Le karaïsme
est un secte juive qui a pris son essort à partir de la Crimée . Ses
membres les plus connus, à défaut d'être les plus nombreux, se trouvent
en Lituanie. Les Karaïme N.B. : un karaïte , des karaïme (sans s final)
Le karaïsme
a vu le jour en Mésopotamie en 760 en tant que secte dissidente du
judaïsme. Son fondateur est un rabbin nommé Anan ben David, un érudit
juif de Babylone, et elle fut de ce fait appelée primitivement
Ananisme. Il rejeta toute référence au Talmud, se basant uniquement sur
l'enseignement de la Torah (les 5 livres de Moïse), et proclama le
droit et le devoir de tout juif de pouvoir interpréter la Torah son
propre point de vue, sans référence à une quelconque interprétation du
rabbinat que sont les écritures de la Mishnah et du Talmud.
Popularisée par des écrits de qualité,
la doctrine karaïte s'étendit parmi les communautés juives d'Irak et de
Perse, puis gagna les bords de la Mer Noire, pénétrant le khanat des
Khazars au début du 10ème siècle (certains les considèrent d'ailleurs
comme des descendants des Khazars, mais il ne semble pas que ce soit le
cas). Les classes dirigeantes et une partie des tribus turques de
Crimée et du Caucase se convertirent à la nouvelle religion, notamment
le prince Bulan qui régnait sur le khant de Khazar. Cependant, seule
une partie de la population se convertit.
Au cours des années, les Turcs karaïme
se sont déplacés et se sont établis en Lituanie, en Pologne, dans
certaines régions de l'Ukraine, de Russie (où ils furent souvent mieux
traités que les Juifs orthodoxes), de Turquie, et plus récemment en
Israël, en France et aux Etats-Unis. En 1795, l'impératrice Catherine
II dispensa les Karaïme de Russie du paiement d'une double taxe imposée
aux Juifs et les autorisa à acquérir des terres. En 1827, ils furent
même dispensés de service militaire, privilège dont ne bénéficièrent
pas les Juifs orthodoxes. Les autorités nazies considérèrent en 1939
les Karaïme comme des non-Juifs et ils échappèrent ainsi aux massacres.

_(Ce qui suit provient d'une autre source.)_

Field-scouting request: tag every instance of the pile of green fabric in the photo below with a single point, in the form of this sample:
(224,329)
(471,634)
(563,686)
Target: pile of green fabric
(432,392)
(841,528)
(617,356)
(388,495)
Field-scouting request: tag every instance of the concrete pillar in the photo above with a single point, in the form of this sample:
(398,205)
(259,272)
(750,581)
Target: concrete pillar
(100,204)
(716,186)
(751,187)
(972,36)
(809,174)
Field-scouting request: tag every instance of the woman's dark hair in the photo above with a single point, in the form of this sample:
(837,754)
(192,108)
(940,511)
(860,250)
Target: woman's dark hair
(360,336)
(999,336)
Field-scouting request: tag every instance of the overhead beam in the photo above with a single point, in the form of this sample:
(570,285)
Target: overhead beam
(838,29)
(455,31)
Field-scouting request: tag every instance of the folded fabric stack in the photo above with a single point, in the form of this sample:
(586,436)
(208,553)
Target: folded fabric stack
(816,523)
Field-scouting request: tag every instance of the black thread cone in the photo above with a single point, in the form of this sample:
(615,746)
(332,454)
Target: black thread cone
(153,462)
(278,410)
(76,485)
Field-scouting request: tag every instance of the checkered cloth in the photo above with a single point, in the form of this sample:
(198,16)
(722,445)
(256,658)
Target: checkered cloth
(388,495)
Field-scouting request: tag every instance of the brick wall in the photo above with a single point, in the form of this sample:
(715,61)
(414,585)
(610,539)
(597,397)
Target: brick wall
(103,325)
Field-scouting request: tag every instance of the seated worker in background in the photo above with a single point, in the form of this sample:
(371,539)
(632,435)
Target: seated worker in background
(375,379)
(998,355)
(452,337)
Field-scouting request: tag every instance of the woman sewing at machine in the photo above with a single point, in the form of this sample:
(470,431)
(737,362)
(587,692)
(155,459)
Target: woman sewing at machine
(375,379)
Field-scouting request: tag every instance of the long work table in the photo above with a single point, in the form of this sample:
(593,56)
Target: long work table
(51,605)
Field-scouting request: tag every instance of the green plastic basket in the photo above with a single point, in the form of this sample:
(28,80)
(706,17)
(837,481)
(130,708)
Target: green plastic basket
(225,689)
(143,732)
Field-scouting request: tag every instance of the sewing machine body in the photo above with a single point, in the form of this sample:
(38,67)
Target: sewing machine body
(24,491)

A la fin de la 2ème guerre mondiale, la seule communauté karaïte de
grande importance vivait en Egypte, mais la plupart émigrèrent en
Israël après 1956.
L'histoire des Karaïme de Lituanie
mérite d'être contée. Le Grand Duc Vytautas, dont l'empire s'étendait
de la Baltique à la Mer Noire (englobant les territoires actuels de la
Lituanie, de la Pologne, de l'Ukraine et de Crimée), ramena 383
familles karaïme de sa deuxième expédition de Crimée en 1388 pour en
faire les gardiens de son château de Trakai (alors capitale du
Grand-Duché), alors qu'en Crimée ils vivaient de l'horticulture et du
tabac. Une partie s'installa également comme secrétaires, interprètes,
cultivateurs et artisans. Les Karaïme qui servaient dans l'armée
étaient assimilés aux nobles alors que les autres jouissaient d'une
large autonomie. Depuis, cette communauté s'est toujours maintenue à
Trakai, a conservé ses coutumes et son langage propre, un dialecte turc
du groupe kipchak, et son temple (kenessa) est toujours en fonction. Le
600ème anniversaire de son installation a été largement fêté en 1989.
On estime qu'aujourd'hui le nombre de
Karaïme dans le monde est inférieur à 50 000 personnes. L'Etat d'Israël
, qui en abrite environ 30 000, les considère formellement comme Juifs,
mais tous les Karaïme ne se considèrent pas comme tels. En 1991 on en
recensait 800 en Crimée ukrainienne, 280 en Lituanie, 150 en Pologne et
une centaine à Moscou. En France, leur nombre est estimé à une centaine
à Paris et une vingtaine à Marseille.